Embeddings of weighted Sobolev spaces and generalized Caffarelli-Kohn-Nirenberg inequalities

TL;DR

This paper characterizes the conditions under which weighted Sobolev spaces embed into weighted L^r spaces, linking these embeddings to generalized Caffarelli-Kohn-Nirenberg inequalities and their variants.

Contribution

It provides a complete characterization of embeddings for weighted Sobolev spaces with power weights, extending and unifying known inequalities.

Findings

Characterization of all parameters for continuous embeddings.

Connection between embeddings and multiplicative norm inequalities.

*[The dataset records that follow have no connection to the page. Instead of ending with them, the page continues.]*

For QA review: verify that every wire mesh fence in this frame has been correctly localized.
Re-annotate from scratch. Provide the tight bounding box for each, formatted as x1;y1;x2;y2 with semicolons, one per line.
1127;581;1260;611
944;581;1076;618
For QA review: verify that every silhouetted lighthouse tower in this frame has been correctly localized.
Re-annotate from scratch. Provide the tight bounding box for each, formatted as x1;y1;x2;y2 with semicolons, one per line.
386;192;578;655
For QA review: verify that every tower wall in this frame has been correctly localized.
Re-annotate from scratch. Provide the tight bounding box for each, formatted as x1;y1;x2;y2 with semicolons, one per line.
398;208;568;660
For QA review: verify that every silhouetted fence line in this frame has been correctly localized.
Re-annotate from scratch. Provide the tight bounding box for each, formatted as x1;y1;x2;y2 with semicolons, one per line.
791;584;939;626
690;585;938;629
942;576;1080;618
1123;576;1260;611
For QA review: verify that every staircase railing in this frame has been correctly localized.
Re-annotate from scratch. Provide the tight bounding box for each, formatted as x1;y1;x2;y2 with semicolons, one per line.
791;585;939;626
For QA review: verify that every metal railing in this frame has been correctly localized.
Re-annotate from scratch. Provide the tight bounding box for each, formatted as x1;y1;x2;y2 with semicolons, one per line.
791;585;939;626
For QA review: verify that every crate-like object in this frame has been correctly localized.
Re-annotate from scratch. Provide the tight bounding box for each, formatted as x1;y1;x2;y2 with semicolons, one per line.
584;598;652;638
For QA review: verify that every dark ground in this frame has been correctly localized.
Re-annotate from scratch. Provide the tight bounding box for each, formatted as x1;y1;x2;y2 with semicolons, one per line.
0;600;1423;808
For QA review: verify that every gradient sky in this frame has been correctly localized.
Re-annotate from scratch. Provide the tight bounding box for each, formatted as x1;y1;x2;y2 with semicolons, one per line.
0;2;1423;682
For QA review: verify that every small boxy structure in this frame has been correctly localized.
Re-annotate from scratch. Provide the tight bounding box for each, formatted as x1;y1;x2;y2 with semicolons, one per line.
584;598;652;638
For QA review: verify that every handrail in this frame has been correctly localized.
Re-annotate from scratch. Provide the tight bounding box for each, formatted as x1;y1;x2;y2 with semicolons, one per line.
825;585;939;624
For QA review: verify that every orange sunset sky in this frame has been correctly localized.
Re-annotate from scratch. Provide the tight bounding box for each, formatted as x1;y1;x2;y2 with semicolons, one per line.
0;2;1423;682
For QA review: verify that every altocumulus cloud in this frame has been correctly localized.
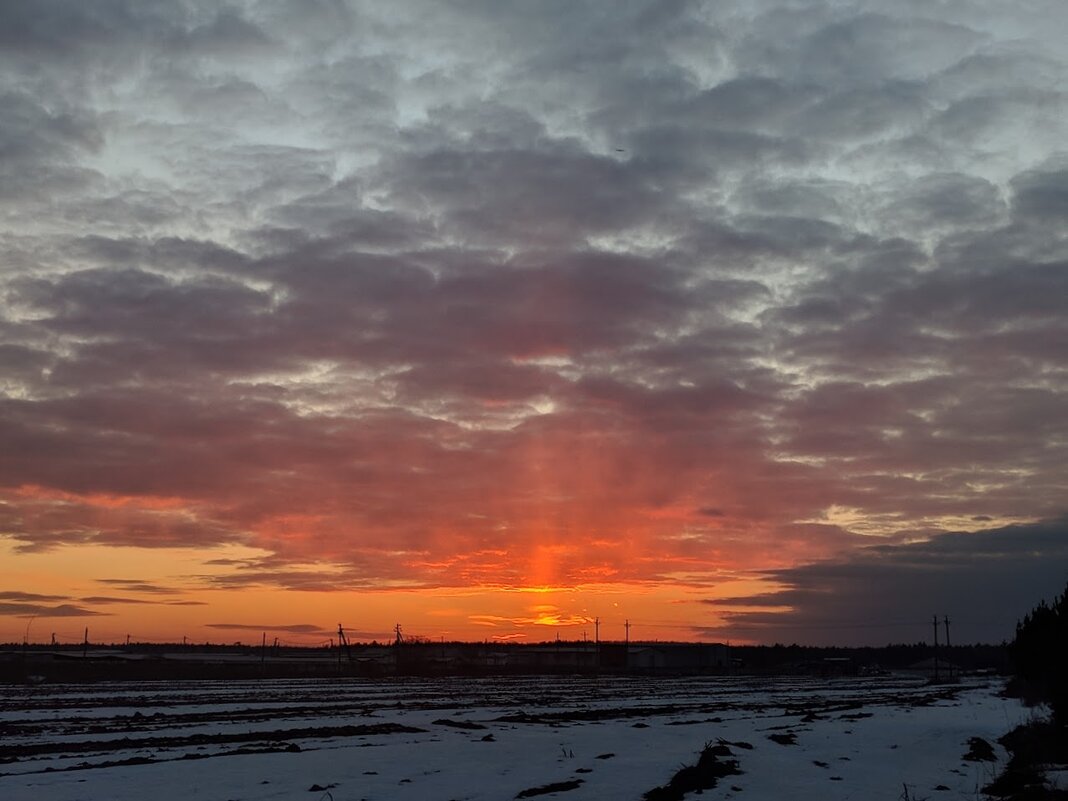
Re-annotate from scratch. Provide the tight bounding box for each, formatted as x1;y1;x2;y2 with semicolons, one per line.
0;0;1068;640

Extensions to radially symmetric functions and specific parameter regimes.

Abstract

We characterize all the real numbers a,b,c and 1<= p,q,r<infty such that the weighted Sobolev space W_{a,b}^(q,p)(R^N\{0}) with power weights |x|^a and |x|^b is continuously embedded into L^{r}(R^N;|x|^cdx). Furthermore, we show that this embedding is (almost) always characterized by a multiplicative norm inequality. When a,b,c>-N and attention is confined to smooth functions with compact support, these inequalities coincide with the Caffarelli-Kohn-Nirenberg inequalities. Variants for radially symmetric functions, or when r<=min{p,q}, are also obtained along the way.